Décès de King Leatherbury
King Leatherbury, un entraîneur du Hall of Fame surnommé le « Roi des Claimers » pour sa capacité à transformer des chevaux moins chers en gagnants dans des courses de claiming de bas niveau, est décédé mardi à l’âge de 92 ans. Selon le Maryland Jockey Club, qui a été informé par son fils, Taylor Leatherbury, il est mort chez lui. Aucune cause de décès n’a été précisée.
Carrière et réalisations
Leatherbury a pris sa retraite en 2023, devenant le troisième entraîneur de l’histoire à avoir remporté plus de 6 000 courses, derrière Dale Baird et Jack Van Berg. Son total final s’élève à 6 508 victoires, avec des gains de bourses atteignant 64 693 537 $, selon Equibase. Il a remporté 52 titres d’entraîneur dans le Maryland, dont 26 à Pimlico et 26 à Laurel, ainsi que quatre à Delaware Park.
« C’est un homme unique en son genre, » a déclaré Taylor Leatherbury à Laurel Park. « Il n’y a jamais eu un homme plus justement nommé que mon père. »
Leatherbury, aux côtés de ses collègues Hall of Famers Bud Delp, Richard Dutrow Sr. et John Tammaro Jr., formait le « Big Four » des courses du Maryland. Ensemble, ils ont dominé l’État dans les années 1960 et 1970, contribuant à moderniser l’entraînement des pur-sangs pour la vitesse et l’endurance. « J’ai vraiment apprécié les jours du Big Four, » a déclaré Leatherbury à Laurel Park en 2013. « C’était amusant de rivaliser avec eux, et cela nous a tous rendus meilleurs entraîneurs. »
Reconnaissance et héritage
Leatherbury a été le leader des entraîneurs nord-américains en victoires en 1977 et 1978, remportant plus de 300 courses chaque année de 1975 à 1978. Il a été intronisé au Hall of Fame du National Museum of Racing lors de son premier tour de scrutin en 2015. Leatherbury a également engagé un cheval dans le Kentucky Derby, avec I Am the Game terminant 13e en 1985. Ce cheval a terminé quatrième dans le Preakness cette année-là, l’un des quatre partants de Leatherbury dans la deuxième étape de la Triple Couronne.

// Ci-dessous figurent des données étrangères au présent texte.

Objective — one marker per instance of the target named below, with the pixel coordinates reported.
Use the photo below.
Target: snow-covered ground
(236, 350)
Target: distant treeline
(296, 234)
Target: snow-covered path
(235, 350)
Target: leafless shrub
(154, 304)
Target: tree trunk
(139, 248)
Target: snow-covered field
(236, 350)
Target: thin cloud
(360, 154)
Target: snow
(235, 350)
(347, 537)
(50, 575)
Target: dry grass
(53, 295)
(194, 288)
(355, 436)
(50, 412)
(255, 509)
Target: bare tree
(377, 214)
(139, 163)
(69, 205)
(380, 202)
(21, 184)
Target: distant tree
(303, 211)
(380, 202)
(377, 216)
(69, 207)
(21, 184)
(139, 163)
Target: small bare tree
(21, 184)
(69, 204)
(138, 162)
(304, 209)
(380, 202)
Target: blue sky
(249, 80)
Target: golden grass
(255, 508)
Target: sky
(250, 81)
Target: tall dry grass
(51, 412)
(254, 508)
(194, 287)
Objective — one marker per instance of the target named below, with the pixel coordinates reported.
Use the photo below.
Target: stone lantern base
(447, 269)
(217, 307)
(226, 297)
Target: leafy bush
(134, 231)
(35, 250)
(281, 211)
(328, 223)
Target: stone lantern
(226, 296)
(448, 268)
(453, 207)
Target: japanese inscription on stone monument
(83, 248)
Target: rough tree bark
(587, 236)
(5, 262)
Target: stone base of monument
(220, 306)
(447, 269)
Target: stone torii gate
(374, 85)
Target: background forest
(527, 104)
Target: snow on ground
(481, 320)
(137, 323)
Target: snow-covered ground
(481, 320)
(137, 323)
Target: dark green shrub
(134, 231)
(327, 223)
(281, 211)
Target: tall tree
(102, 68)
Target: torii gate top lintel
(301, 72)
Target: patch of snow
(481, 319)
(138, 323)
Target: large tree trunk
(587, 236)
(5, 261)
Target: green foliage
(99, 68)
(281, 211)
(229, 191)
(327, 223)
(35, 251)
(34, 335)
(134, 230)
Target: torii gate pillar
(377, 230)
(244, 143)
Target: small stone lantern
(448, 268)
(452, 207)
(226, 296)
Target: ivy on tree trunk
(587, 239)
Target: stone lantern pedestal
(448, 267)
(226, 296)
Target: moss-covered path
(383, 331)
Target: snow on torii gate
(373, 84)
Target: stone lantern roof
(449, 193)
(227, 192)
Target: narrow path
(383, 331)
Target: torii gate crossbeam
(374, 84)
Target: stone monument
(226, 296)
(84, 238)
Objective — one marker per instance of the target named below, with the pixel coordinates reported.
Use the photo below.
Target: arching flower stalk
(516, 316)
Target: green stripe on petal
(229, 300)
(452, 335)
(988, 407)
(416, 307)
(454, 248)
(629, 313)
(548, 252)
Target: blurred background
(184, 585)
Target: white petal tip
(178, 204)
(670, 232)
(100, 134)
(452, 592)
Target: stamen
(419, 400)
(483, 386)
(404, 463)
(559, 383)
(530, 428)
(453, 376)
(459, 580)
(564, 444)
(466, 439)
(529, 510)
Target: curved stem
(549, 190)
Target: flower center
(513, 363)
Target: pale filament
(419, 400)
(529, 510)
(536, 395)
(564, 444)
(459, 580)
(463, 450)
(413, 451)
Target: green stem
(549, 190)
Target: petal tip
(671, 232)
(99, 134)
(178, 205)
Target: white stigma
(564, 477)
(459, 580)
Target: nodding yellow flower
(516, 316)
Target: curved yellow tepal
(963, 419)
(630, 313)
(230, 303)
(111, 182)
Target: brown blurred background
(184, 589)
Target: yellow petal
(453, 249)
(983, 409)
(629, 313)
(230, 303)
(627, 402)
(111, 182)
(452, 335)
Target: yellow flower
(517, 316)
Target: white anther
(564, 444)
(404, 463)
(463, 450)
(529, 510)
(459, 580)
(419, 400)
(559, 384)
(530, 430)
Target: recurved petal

Originaire du Maryland, Leatherbury a obtenu sa licence d’entraîneur en 1958 et a remporté sa première course l’année suivante à Sunland Park, aujourd’hui connu sous le nom de Tampa Bay Downs. « J’ai commencé parce que mon père avait des chevaux, en tant qu’éleveur et propriétaire, et j’aimais vraiment parier sur eux. J’ai donc décidé de me lancer dans le métier, » a déclaré Leatherbury à Laurel Park en 2013. « Je n’ai jamais vraiment considéré cela comme un travail. J’apprécie ce que je fais, ce qui a probablement fait la différence. »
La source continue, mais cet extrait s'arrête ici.